Il cardo (Cynara cardunculus altilis) è un ortaggio invernale conosciuto anche come carciofo selvatico, e che appartiene alla famiglia delle Asteraceae. Si tratta di una pianta che protegge il fegato, depura l'organismo e possiede eccellenti proprietà antiossidanti. La parte commestibile del cardo sono i gambi e le coste fogliari, curve e spesso ricoperte di spine: un ortaggio dal sapore amarognolo ma molto salutare. Scopriamo allora tutte le proprietà del cardo, quante tipologie esistono e come consumarlo in cucina, per usufruire di tutti i suoi benefici.

Tipologie di cardi

Esistono diverse varietà di cardo, sia coltivate che selvatiche.
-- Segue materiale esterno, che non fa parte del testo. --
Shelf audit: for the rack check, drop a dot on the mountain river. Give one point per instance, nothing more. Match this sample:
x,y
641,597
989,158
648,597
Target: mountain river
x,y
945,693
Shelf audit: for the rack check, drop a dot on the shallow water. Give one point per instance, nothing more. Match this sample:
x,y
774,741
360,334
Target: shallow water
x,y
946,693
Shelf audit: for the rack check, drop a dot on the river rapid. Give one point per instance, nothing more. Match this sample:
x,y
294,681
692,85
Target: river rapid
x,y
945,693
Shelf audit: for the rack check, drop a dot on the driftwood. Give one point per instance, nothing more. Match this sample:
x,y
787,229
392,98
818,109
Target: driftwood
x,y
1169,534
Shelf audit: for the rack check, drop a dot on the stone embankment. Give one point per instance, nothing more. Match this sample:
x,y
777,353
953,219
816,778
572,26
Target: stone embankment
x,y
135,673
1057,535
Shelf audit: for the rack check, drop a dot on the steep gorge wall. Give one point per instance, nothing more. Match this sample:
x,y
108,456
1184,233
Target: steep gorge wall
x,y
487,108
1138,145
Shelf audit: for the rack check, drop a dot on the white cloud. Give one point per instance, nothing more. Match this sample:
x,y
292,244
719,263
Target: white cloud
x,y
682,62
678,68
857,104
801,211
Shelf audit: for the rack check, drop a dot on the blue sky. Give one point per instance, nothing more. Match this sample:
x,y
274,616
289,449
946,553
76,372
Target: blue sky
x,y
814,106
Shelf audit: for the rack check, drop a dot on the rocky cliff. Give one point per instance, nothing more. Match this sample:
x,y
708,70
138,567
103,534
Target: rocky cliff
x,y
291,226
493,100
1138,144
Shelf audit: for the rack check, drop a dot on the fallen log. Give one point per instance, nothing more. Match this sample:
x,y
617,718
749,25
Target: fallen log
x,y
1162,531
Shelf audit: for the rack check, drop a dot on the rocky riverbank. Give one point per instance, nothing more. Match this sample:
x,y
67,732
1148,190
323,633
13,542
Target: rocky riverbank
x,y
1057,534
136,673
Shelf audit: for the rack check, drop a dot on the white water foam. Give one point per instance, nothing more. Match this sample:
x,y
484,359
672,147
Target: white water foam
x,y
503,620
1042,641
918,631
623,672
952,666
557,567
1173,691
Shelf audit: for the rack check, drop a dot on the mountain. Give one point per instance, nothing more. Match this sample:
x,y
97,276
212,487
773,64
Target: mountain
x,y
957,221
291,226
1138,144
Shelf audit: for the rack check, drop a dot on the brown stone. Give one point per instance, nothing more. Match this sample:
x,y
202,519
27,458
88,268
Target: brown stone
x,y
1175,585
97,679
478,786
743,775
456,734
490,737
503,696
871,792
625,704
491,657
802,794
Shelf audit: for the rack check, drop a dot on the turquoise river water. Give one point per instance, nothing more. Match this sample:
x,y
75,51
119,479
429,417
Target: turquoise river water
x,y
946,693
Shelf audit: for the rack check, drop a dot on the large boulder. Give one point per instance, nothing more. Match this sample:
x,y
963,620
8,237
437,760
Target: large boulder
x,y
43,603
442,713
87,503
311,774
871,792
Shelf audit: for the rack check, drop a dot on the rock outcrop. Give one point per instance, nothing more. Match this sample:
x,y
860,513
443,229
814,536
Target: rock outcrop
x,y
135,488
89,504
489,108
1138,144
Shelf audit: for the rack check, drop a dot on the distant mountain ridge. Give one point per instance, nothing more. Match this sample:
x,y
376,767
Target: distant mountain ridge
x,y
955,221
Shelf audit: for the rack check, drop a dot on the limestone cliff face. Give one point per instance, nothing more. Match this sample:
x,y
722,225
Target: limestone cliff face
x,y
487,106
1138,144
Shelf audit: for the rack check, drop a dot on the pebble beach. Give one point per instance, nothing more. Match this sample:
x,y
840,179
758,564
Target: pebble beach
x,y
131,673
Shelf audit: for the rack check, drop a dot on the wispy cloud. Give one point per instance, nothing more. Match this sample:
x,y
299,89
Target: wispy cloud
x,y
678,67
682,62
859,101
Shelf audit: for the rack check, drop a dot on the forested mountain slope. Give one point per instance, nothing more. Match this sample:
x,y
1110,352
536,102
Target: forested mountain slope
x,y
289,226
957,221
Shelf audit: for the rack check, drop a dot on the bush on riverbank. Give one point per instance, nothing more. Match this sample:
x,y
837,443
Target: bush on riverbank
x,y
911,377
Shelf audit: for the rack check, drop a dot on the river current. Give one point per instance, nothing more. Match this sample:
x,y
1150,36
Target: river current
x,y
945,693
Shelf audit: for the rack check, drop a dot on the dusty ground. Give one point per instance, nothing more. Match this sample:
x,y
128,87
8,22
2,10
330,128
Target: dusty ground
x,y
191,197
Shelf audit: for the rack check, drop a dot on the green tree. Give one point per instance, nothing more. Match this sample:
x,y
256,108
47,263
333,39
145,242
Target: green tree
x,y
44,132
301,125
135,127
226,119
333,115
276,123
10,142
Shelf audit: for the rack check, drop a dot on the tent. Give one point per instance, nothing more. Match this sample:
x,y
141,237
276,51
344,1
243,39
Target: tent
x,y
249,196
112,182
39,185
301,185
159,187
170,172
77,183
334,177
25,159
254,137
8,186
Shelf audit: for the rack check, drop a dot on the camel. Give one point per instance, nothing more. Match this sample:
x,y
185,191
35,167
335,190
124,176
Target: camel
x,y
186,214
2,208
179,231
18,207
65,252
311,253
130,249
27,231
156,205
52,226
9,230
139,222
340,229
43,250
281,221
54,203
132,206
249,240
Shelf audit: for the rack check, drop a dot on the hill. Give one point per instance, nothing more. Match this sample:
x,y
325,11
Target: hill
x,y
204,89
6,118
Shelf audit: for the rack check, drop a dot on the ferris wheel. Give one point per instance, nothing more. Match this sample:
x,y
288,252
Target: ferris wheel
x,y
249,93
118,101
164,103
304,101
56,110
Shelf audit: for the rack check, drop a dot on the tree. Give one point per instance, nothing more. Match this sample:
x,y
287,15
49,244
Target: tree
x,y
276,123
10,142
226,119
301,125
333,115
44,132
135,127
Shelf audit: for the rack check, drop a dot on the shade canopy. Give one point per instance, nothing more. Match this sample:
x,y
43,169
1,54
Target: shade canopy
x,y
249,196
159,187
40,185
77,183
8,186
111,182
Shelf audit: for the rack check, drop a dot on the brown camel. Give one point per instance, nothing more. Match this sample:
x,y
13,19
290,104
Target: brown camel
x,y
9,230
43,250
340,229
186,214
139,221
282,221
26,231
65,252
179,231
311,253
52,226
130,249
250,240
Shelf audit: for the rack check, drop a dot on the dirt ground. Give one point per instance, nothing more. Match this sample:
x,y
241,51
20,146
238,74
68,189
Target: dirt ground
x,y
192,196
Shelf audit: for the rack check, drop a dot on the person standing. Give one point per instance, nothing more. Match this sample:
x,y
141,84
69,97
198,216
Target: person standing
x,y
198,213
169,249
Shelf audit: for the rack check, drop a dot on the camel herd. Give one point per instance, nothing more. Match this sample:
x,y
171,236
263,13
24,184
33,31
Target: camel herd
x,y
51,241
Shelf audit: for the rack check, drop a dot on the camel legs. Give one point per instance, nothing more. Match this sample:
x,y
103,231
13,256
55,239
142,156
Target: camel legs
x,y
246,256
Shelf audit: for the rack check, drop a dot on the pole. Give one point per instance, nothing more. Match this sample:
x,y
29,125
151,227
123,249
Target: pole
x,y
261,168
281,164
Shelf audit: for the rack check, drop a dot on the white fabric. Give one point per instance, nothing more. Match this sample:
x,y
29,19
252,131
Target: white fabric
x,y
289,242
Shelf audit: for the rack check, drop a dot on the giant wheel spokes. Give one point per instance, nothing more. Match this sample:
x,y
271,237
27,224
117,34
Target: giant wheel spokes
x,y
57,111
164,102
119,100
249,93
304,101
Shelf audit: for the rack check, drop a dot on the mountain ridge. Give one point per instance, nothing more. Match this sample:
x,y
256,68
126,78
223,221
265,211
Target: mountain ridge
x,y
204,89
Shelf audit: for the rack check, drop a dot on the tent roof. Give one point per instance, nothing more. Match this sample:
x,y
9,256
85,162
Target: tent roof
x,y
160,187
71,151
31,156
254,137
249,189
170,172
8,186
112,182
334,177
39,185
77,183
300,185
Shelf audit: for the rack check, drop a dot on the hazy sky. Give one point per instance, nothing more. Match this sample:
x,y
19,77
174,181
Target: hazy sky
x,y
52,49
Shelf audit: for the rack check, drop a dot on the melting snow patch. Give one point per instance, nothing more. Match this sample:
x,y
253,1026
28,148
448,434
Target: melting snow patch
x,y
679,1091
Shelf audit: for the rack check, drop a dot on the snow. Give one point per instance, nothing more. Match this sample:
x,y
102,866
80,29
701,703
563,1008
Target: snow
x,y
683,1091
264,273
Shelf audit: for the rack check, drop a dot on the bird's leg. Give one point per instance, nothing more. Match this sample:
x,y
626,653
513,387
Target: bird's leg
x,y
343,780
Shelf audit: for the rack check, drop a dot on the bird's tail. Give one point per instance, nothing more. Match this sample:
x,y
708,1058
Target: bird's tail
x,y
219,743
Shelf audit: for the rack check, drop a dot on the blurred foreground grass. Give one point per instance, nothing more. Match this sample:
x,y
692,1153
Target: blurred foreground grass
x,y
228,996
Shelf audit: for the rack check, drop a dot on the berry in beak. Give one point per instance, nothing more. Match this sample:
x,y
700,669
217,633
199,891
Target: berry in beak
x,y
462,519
Tra i cardi coltivati (C. cardunculus altilis), i più conosciuti sono: il cardo di Bologna, senza spine; il cardo di Chieri, diffuso in Piemonte; il cardo gigante di Romagna, a foglie larghe; il cardo gobbo di Nizza Monferrato dalla caratteristica forma a uncino. Tra i cardi selvatici (C. cardunculus sylvestris) ci sono invece, il cardo mariano, diffuso nel sud Italia e conosciuto anche come cardo benedetto;  il cardo trieste, dai fiori rossi, e il cardo alato, che cresce nelle zone erbose e umide.

Proprietà benefiche del cardo

Il cardo è noto per le sue proprietà depurative: contiene silimarina, una sostanza che stimola il fegato ad eliminare le tossine accumulate nell'organismo, inoltre questo ortaggio svolge anche un'azione protettiva nei confronti del fegato, migliorandone la funzionalità. Il cardo contiene molte fibre, che donano a questa pianta proprietà lassative, oltre a favorire la digestione e tenere sotto controllo il colesterolo cattivo (LDL). I cardi contengono sostanze antiossidanti, che aiutano a mantenere giovane l'organismo, oltre a sali minerali, vitamina C e vitamine del gruppo B. Questi ortaggi hanno anche proprietà antibatteriche, aumentano le difese immunitarie e combattono le infiammazioni delle vie aeree e intestinali. Sono utili inoltre, per contrastare i sintomi della sindrome premestruale, oltre ad essere preziosi anche in caso di inappetenza, asma e mal di testa. I cardi sono un alimento poco calorico, indicati quindi per chi segue una dieta ipocalorica e per chi vuole perdere peso. Inoltre aiutano a regolare i livelli di zuccheri nel sangue, tenendo sotto controllo glicemia e diabete.

Come consumare  e conservare i cardi

Il cardo è un ortaggio dal sapore amarognolo che viene solitamente lessato, prima di essere utilizzato per la preparazione delle ricette. Prima bisogna pulirlo: tagliate in pezzi il gambo ed eliminate la parte filamentosa delle coste, arrivando così alla parte più interna e tenera. Appena pulito va subito consumato perché annerisce facilmente: anche quando lo lessate, aggiungete all'acqua del succo di limone, per mantenerlo più chiaro. Per bollirlo sono necessarie almeno 2 ore. Viene poi utilizzato per la preparazione di primi piatti, antipasti o contorni: in Piemonte, i cardi, sono uno degli ingredienti della bagna cauda, piatto tipico della regione. Inoltre, grazie al suo sapore amaro, il cardo è ottimo anche per la preparazione di liquori. Quando li acquistate fate attenzione ai gambi, che devono essere compatti, chiari e privi di macchie. Le coste devono essere invece larghe e croccanti. Il modo migliore per conservare i cardi, è tenerli appesi a testa in giù. In alternativa conservateli in frigo: ricoprite i gambi con la carta alluminio e metteteli all'interno di un sacchetto di plastica aperto. In questo modo possono essere conservati fino a una settimana.

Controindicazioni

Il cardo è generalmente ben tollerato. Il consumo eccessivo potrebbe causare problemi a chi soffre di ipertensione: i cardi contengono infatti tiramina, una sostanza che aumenta la produzione di adrenalina e dopamina, sostanze che hanno l'effetto di alzare la pressione del sangue. Inoltre se ne sconsiglia il consumo a chi soffre di patologie gastrointestinali.